Therefore say, ‘Thus says the Lord God: Though I removed them far off among the nations, and though I scattered them among the countries, yet I have been a sanctuary to them for a while in the countries where they have gone.’ - Ezekiel 11.6 ESV

“Sanctuary” has become an important term for me in the past three days. In our church, there’s the proposal to change the sanctuary somewhat by trialling the use of chairs in place of pews for the summer in the first couple of rows. But then there’s also the sanctuary we call “home.” On Tuesday, one of our members called me up after picking up a woman out in the pouring rain from a bus stop. The woman was homeless, had fled a domestic violence issue in Baltimore, and was relying on the minimal shelter of a bus stop to sleep and maintain her for the past couple of weeks. After trying to get her into a shelter and finding them full, we used church resources to put her into a hotel for two nights. The next day, she went to a doctors appointment, then to social services, and still had no where to go. She kept in touch with me and our church member, asking for prayers, knowing that she had one more night of clean sheets and a roof. 

Thursday morning, she called me up and asked if I would pray with her over the phone as she prepared to check out. I did, praying for open doors, patience, strength, and courage. I prayed that help could come from unexpected quarters, citing the parable of the Good Samaritan. I could not imagine her position. It’s never easy to tell someone that the time is up, and to go back outside, knowing that she was likely returning to a bus stop. Having just moved into a new house, this is even more keenly felt.

A couple of hours later, a social worker from YWCA called and said we could get her into Sarah’s House, the main shelter in Anne Arundel County, if she went to social services in Glen Burnie right away. It took the better part of the day to make that happen, along with some disappointments that almost derailed the effort, but we got her to Glen Burnie. She slept in Sarah’s House last night. She gave thanks to God to be there. 

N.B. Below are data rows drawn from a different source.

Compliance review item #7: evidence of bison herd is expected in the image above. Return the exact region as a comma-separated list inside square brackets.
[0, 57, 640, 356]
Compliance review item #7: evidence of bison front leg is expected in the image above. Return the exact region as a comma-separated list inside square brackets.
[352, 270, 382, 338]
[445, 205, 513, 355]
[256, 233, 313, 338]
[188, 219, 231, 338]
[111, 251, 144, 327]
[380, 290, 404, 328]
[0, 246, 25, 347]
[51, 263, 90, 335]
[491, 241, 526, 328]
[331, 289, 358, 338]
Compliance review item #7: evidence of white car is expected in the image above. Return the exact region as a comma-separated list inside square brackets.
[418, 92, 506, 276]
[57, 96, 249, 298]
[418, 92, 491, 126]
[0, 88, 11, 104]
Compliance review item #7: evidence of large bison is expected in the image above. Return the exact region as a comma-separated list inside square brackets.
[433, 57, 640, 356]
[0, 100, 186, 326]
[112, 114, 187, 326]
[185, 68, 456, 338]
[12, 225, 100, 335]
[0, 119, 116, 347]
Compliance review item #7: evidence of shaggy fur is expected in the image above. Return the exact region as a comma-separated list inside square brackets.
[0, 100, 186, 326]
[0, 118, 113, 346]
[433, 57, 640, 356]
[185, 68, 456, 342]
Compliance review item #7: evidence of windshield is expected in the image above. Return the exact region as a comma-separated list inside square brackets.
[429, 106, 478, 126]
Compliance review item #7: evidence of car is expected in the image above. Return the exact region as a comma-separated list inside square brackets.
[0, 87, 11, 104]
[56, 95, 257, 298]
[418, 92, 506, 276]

Later on Thursday, I received a call from Suzanne Martin, who coordinates the Annapolis sanctuary network for immigrant justice. Guillermo, a person whose family we have supported through that effort, had been denied a Motion to Remain. This means he could be deported anytime. An appeal is being lodged. Still, this is a heart-wrenching for his family, who have permission to remain. It is difficult for those with whom he worked. He has no sanctuary, sharing a two-person cell with two other people in Frederick. Yet yesterday afternoon, another church member, me, and Suzanne sat down for coffee and discussed a scholarship to AACC for his daughter through the sanctuary effort, for she is here having been granted asylum.

Finding sanctuary will mean different things based on circumstance. It may be a motel room or Sarah’s House. It might mean a sanctuary for worship. It could mean an education. In the course of two days, the people of this church explored all of those meanings in great depth, emotionally and otherwise. There was success and failure. There is prayer. There were tears of joy and tears of grief. 

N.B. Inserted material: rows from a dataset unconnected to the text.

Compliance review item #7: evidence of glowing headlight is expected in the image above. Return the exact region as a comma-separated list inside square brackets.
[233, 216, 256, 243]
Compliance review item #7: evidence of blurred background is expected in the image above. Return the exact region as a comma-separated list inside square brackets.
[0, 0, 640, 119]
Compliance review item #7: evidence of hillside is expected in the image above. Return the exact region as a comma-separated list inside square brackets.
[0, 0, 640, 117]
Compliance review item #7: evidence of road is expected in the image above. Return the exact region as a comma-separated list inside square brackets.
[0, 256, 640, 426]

These have been a stressful few days. I had hoped for restful days leading up to General Synod so I could read and prepare for that event. Those church members who have been working on these issues also had other plans, too. Yet this is a calling, and I give thanks to God to be part of a church that lives its life in such a way. These are not rare stories in UCC Annapolis. May we all be so blessed.

Thank you for all your gifts and your giving.